AND APPROVAL OF THE ADVANCE COMMITMENT CAPACITY

1. INTRODUCTION

1.1. This note outlines the financial issues relating to the implementation of the ADF-12 Resolution, and is

intended to ensure that the ADF-12 Report and the ADF-12 Resolution, including the implementation of

the commitment capacity under the Advance Commitment Authority (ACA), are properly interpreted and

monitored. Members of the ADF Board of Directors are invited to: (i) consider this report on the

“Financial aspects of ADF-12 implementation and approval of the Advance Commitment Capacity”; and

(ii) approve the Advance Commitment Capacity from internally generated resources for the ADF-12

period totaling UA 2,007.34 million, which will be made available for use upon the approval of the Board

of Directors and the adoption of the ADF-12 Resolution by the Board of Governors.

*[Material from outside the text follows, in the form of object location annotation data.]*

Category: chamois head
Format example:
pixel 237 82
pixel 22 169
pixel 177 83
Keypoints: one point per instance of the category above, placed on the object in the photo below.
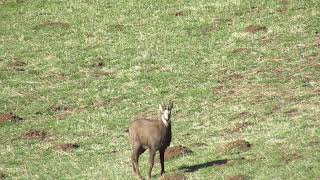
pixel 165 112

1.2. This note covers the actions and measures required to coordinate the financial and operational aspects of

ADF-12 implementation, including implementation of the commitment capacity under the Advance

Commitment Authority (ACA) scheme. This includes harmonisation of the various commitment capacity

monitoring reports by the concerned organizational units, notably ORMU and FFCO. It proposes the

distribution of remaining commitment capacity resources among the various components, viz., national

and regional operations, fragile states facility, and project loans and grants.

1.3. The note proceeds as follows: Section 2 examines carry-over resources from previous ADF

replenishments. Section 3 presents the advance commitment capacity scheme and its implementation.

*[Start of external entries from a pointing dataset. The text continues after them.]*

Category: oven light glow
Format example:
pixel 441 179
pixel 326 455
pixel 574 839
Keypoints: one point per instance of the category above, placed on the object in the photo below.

Section 4 reviews contingencies and upfront allocations. Section 5 discusses the financing terms that will

apply under ADF-12, grant eligibility and volume discounts. Section 6 presents the ADF-12 resource

allocation framework linking commitment capacity with country allocations. Section 7 examines the

monitoring and reporting of ADF-12 implementation, highlighting both the financial and operational

aspects. In the final section, Management requests the ADF Board of Directors to approve the Advance

Commitment Capacity generated from internal resources.

2. CARRY-OVER RESOURCES FROM PREVIOUS ADF REPLENISHMENTS

2.1. ADF Usable Resources: Total carry-over resources for operational commitments under ADF-12

(excluding special and earmarked resources which are discussed below) amount to UA 419.89 million.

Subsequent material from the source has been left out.